(2017)
Langue d’origine : Français
⭐
Ce que raconte ce roman :
Libreville, Gabon. Le Lieutenant Jean-Marc Ossavou travaille à la Sûreté depuis des années, après une carrière marquée par la disparition de sa mère et sa sœur, mortes dans un accident de voiture dont le coupable ne fut jamais enquêté. Un jour Jean-Marc drague une jeune fille appelée Svetlana, et finit peu après pour la déposer chez elle. Lors que le lendemain il passe la chercher, il apprend qu’en réalité elle est morte depuis deux ans et son assassinat n’a jamais été élucidé.
Le fantôme veut trouver son assassin :
Oui, vous l’aurez bien compris, c’est bien le fantôme d’une jeune fille ce qui va déclencher l’enquête (Soyez sans crainte la révélation se fait bien au début du roman). Ce cold case vieux de deux ans, sera rouvert, dévoilant un treillis de corruption dans les bas-fonds de Libreville assez simple comme peu crédible. Les méchants sont un peu caricaturaux et puis, cette histoire de fantôme qui cherche à résoudre son assassinat ne semble étonner personne. Il y a des éléments intéressants mais rien n’est pas vraiment bien développé.
Ce court polar risque donc de froisser une bonne partie des lecteurs par l’absurdité de l’élément fantomatique de l’intrigue, par ses limitations littéraires, mais à mon avis et surtout par le caractère peu avenant et la désinvolture du protagoniste principal. Le Lieutenant Jean-Marc est un anti-héros fade qui risque d’agacer plus d’un lecteur. On aura du mal à avoir un peu d’empathie pour lui, et le traumatisme qu’il traine après la mort de sa famille n’est jamais suffisamment travaillé comme pour compenser ou expliquer son caractère désenchanté et nonchalant.

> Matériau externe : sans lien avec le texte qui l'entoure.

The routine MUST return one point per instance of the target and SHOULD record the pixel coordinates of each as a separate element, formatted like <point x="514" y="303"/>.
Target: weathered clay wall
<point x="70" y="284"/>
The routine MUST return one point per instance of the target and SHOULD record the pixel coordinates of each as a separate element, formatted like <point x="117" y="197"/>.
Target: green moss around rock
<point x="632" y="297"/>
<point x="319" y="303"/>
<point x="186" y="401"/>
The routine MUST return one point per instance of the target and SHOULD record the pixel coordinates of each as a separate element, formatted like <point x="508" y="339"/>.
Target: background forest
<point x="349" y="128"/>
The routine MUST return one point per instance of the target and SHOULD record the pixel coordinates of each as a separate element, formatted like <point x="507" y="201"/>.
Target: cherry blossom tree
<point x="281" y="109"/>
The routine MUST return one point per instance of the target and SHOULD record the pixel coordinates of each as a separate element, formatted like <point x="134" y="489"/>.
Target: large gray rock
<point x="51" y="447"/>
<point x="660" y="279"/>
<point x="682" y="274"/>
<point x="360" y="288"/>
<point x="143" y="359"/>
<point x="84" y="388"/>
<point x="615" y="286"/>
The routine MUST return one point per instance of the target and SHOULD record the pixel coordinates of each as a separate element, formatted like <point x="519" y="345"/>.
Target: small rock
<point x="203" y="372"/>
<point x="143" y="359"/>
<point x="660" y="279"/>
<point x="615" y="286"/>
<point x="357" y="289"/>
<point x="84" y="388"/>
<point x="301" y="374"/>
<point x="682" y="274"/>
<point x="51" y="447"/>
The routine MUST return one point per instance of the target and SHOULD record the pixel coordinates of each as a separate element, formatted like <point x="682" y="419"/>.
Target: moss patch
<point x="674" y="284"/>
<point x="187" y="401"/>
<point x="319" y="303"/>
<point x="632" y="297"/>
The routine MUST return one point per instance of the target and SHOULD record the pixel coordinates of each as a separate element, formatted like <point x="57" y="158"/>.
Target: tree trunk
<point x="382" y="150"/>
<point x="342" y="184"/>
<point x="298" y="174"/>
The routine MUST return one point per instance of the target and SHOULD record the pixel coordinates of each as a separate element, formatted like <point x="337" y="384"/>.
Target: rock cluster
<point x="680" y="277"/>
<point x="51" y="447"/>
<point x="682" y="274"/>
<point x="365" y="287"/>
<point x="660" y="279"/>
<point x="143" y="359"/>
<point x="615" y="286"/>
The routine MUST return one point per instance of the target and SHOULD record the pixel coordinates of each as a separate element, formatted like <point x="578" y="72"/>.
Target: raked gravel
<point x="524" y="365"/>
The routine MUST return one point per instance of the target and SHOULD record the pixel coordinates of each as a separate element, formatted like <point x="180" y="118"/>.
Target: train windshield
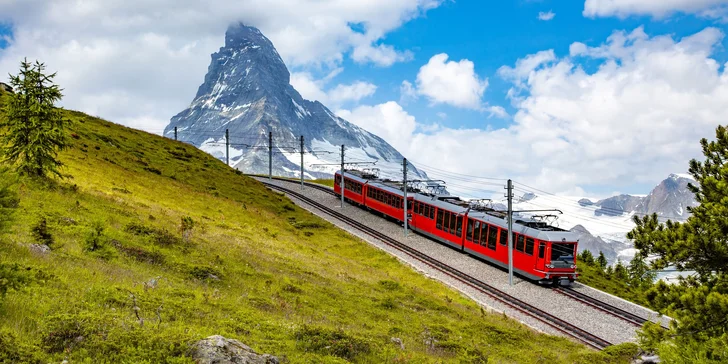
<point x="562" y="251"/>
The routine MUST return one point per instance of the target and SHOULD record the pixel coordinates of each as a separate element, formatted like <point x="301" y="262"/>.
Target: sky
<point x="582" y="97"/>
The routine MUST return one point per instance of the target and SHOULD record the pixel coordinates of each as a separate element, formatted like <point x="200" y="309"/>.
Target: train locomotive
<point x="541" y="253"/>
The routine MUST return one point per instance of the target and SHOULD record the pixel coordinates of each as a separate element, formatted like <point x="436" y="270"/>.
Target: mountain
<point x="670" y="200"/>
<point x="603" y="225"/>
<point x="247" y="91"/>
<point x="596" y="244"/>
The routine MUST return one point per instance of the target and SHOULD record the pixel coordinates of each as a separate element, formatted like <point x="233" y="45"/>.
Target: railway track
<point x="571" y="293"/>
<point x="482" y="287"/>
<point x="602" y="306"/>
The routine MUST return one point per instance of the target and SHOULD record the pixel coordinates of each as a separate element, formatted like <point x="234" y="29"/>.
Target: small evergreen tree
<point x="34" y="127"/>
<point x="639" y="272"/>
<point x="586" y="257"/>
<point x="602" y="261"/>
<point x="620" y="271"/>
<point x="699" y="302"/>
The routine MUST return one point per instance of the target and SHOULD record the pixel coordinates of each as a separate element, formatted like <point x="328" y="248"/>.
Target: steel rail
<point x="513" y="302"/>
<point x="602" y="306"/>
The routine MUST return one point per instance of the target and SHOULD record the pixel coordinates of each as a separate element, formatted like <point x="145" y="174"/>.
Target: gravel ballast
<point x="608" y="327"/>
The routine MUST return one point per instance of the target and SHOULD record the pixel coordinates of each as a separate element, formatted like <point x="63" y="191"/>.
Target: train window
<point x="476" y="232"/>
<point x="529" y="246"/>
<point x="559" y="250"/>
<point x="520" y="243"/>
<point x="492" y="237"/>
<point x="483" y="234"/>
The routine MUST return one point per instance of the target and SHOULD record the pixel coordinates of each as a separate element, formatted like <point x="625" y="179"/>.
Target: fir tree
<point x="620" y="271"/>
<point x="34" y="127"/>
<point x="699" y="303"/>
<point x="639" y="272"/>
<point x="586" y="257"/>
<point x="602" y="261"/>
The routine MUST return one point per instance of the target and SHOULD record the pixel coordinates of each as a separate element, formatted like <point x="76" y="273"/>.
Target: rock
<point x="647" y="359"/>
<point x="40" y="248"/>
<point x="68" y="221"/>
<point x="217" y="349"/>
<point x="397" y="341"/>
<point x="585" y="202"/>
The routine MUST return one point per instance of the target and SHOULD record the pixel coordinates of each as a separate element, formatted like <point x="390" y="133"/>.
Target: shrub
<point x="12" y="276"/>
<point x="331" y="342"/>
<point x="13" y="351"/>
<point x="96" y="241"/>
<point x="139" y="254"/>
<point x="187" y="225"/>
<point x="40" y="232"/>
<point x="206" y="273"/>
<point x="8" y="197"/>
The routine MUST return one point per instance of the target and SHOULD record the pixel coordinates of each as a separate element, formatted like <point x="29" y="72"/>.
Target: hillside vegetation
<point x="155" y="245"/>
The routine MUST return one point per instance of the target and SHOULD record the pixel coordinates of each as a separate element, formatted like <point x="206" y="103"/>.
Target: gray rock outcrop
<point x="220" y="350"/>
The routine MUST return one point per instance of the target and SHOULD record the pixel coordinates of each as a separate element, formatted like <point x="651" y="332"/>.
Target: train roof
<point x="536" y="229"/>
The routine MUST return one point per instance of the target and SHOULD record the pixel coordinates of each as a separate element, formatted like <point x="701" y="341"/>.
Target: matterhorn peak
<point x="247" y="92"/>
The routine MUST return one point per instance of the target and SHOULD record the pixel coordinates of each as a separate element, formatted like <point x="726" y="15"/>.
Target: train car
<point x="541" y="253"/>
<point x="439" y="218"/>
<point x="354" y="187"/>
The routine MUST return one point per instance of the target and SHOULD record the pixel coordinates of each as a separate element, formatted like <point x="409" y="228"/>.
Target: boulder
<point x="217" y="349"/>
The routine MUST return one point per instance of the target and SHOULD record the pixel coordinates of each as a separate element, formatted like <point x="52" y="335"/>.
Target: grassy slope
<point x="287" y="279"/>
<point x="593" y="276"/>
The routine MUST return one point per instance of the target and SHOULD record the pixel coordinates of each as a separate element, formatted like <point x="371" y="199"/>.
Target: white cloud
<point x="155" y="53"/>
<point x="525" y="66"/>
<point x="353" y="92"/>
<point x="656" y="8"/>
<point x="636" y="118"/>
<point x="454" y="83"/>
<point x="407" y="92"/>
<point x="546" y="16"/>
<point x="388" y="121"/>
<point x="498" y="111"/>
<point x="313" y="89"/>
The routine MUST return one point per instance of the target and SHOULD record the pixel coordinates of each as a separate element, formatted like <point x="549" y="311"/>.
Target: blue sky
<point x="494" y="34"/>
<point x="597" y="116"/>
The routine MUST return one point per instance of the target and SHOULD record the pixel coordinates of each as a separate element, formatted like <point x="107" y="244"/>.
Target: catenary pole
<point x="227" y="147"/>
<point x="406" y="211"/>
<point x="342" y="176"/>
<point x="270" y="155"/>
<point x="510" y="232"/>
<point x="301" y="162"/>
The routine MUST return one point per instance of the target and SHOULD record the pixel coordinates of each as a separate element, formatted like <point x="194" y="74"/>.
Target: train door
<point x="541" y="256"/>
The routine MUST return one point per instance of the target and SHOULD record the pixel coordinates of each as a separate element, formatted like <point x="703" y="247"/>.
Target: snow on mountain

Jean Marc a une compagne, Marie, qu’il semble à peu près aimer, sauf que cela ne lui empêche de chercher quelques conquêtes à droite et à gauche, dont Svetlana, la fille fantôme qui déclenche l’intrigue. Marie, belle et intelligente (professionnelle de la médecine de plus), semble pardonner autant le caractère volage de son compagnon que le fait qu’il attende qu’elle fasse la cuisine et le ménage. Il est policier, mais elle est médecin. Médecin ! On peut dire que le protagoniste est un macho incorrigible, mais qu’elle soit si stupide, cela passe beaucoup moins. Malheureusement cela semble transpirer sur tous les protagonistes et relations du roman. La plupart des femmes du récit ont un lien subordonné aux hommes, et le roman baigne dans un univers assez sexiste. Pour un roman écrit en 2017 par un écrivain assez expérimenté, c’est un peu moyen.
Ce serait peut-être moins grave si tout cela était rattrapé par une intrigue haletante portée par des protagonistes singuliers, qui évolueraient dans une ambiance soignée et originale ; or le développement du roman est trop court pour permettre des rebondissements intéressants, les ficelles narratives sont trop grossières et il y a beaucoup trop de lieux communs. Le travail d’introspection psychologique est très limité : aucun non-dit ou sous-entendu, rien n’est suggéré. Quelques expressions locales donnent un peu du sel à la narration mais le style est scolaire et banal et les dialogues plats et sans intérêt. C’est fade, mais au moins c’est court et la lecture est facile. À mon sens à éviter, sauf peut-être pour cocher la case Gabon dans un challenge de lecture around the world.